Following heart injury, cardiomyocytes, are lost and are not regenerated. In their place, fibroblasts invade the dead tissue where they generate a scar, which reduces cardiac function. We and others have demonstrated that combinations of specific miRNAs (miR combo) or transcription factors (GMT), delivered by individual lenti-/retro-viruses in vivo, can convert fibroblasts into cardiomyocytes and improve cardiac function. However, the effects are relatively modest due to the low efficiency of delivery of miR combo or GMT. We hypothesized that efficiency would be improved by optimizing delivery. In the first instance, we developed a multicistronic system to express all four miRNAs of miR combo from a single construct. The order of each miRNA in the multicistronic construct gave rise to different levels of miRNA expression. A combination that resulted in equivalent expression levels of each of the four miRNAs of miR combo showed the highest reprogramming efficiency. Further efficiency can be achieved by directly targeting fibroblasts. Screening of several AAV serotypes indicated that AAV1 displayed tropism towards cardiac fibroblasts. Combining multicistronic expression with AAV1 delivery robustly reprogrammed cardiac fibroblasts into cardiomyocytes in vivo.
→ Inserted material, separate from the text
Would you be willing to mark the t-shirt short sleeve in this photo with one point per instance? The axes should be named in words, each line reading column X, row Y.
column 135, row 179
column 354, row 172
心脏损伤后，心肌细胞会丢失并且不会再生。取而代之的是，成纤维细胞侵入死亡组织，在那里它们会产生疤痕，从而降低心脏功能。我们和其他人已经证明，由单个慢病毒/逆转录病毒在体内传递的特定 miRNA（miR 组合）或转录因子（GMT）的组合可以将成纤维细胞转化为心肌细胞并改善心脏功能。然而，由于 miR 组合或 GMT 的传递效率低，效果相对温和。我们假设通过优化交付可以提高效率。在第一个例子中，我们开发了一个多顺反子系统，以从单个构建体中表达 miR 组合的所有四种 miRNA。多顺反子构建体中每个 miRNA 的顺序导致了不同水平的 miRNA 表达。导致 miR 组合的四种 miRNA 中每一种表达水平相同的组合显示出最高的重编程效率。通过直接靶向成纤维细胞可以实现进一步的效率。几种 AAV 血清型的筛选表明 AAV1 显示出对心脏成纤维细胞的嗜性。将多顺反子表达与 AAV1 递送相结合，可在体内将心脏成纤维细胞重编程为心肌细胞。